Mapping feature ids to filename patterns makes sense if you are trying to work out "which files are part of this feature". You find the id you care about and then evaluate the given rules against all the files in the directory. That is indeed a common use case for this data, but critically it's a use case that's basically always automated.

On the other hand if you have one file and want to know what features it will correspond to you have to evaluate the full set of rules. That's a use case you have when adding a file when you want to know if it will be correctly labelled, or if a rule update is required. Typically that use case isn't automated.

So if we want to optimise for the latter, we should look to make it as easy as possible to figure out what features correspond to a given file. In that case having the rules be a list of patterns that could apply and stopping on the first that does apply seems likely to be much easier to work with e.g.

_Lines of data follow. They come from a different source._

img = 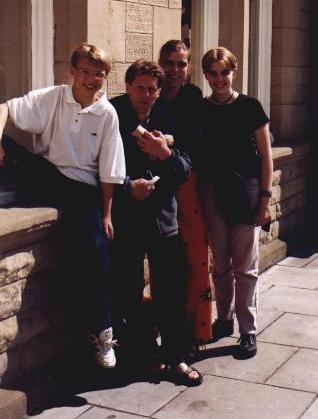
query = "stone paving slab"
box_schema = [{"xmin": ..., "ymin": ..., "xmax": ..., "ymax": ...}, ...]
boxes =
[
  {"xmin": 300, "ymin": 399, "xmax": 318, "ymax": 419},
  {"xmin": 79, "ymin": 381, "xmax": 185, "ymax": 416},
  {"xmin": 154, "ymin": 376, "xmax": 315, "ymax": 419},
  {"xmin": 77, "ymin": 407, "xmax": 144, "ymax": 419},
  {"xmin": 267, "ymin": 349, "xmax": 318, "ymax": 393},
  {"xmin": 259, "ymin": 265, "xmax": 318, "ymax": 289},
  {"xmin": 260, "ymin": 285, "xmax": 318, "ymax": 316},
  {"xmin": 30, "ymin": 404, "xmax": 91, "ymax": 419},
  {"xmin": 195, "ymin": 338, "xmax": 297, "ymax": 383},
  {"xmin": 277, "ymin": 253, "xmax": 318, "ymax": 268},
  {"xmin": 306, "ymin": 258, "xmax": 318, "ymax": 270},
  {"xmin": 258, "ymin": 313, "xmax": 318, "ymax": 349}
]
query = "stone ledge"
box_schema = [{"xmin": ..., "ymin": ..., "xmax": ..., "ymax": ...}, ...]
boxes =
[
  {"xmin": 0, "ymin": 390, "xmax": 27, "ymax": 419},
  {"xmin": 0, "ymin": 208, "xmax": 58, "ymax": 252}
]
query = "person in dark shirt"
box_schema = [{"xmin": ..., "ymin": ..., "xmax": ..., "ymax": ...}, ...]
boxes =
[
  {"xmin": 111, "ymin": 60, "xmax": 203, "ymax": 386},
  {"xmin": 199, "ymin": 47, "xmax": 273, "ymax": 358},
  {"xmin": 157, "ymin": 40, "xmax": 212, "ymax": 353}
]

*-grid-*: [css-grid, css-multicol]
*-flex-*: [css-flexbox, css-multicol]
*: css-multicol

There is arguably a bug there that a file which has both -grid- and -flex in it would only be labelled as css-grid and css-multicol. In theory that seems bad. In practice it seems likely to be fine to fix it by adding another rule like:

*-grid-flex-*: [css-grid, css-flexbox, css-multicol]

and just assuming that people can follow a naming convention rather than requiring a perfectly general syntax. In particular, I think that once you start making things additive you end up back at the starting point for this RFC which is "we need to invent an exclusion mechanism so that some rules don't apply in some cases" and then you're back at it being really hard for a human to correctly deduce the impact of the rules.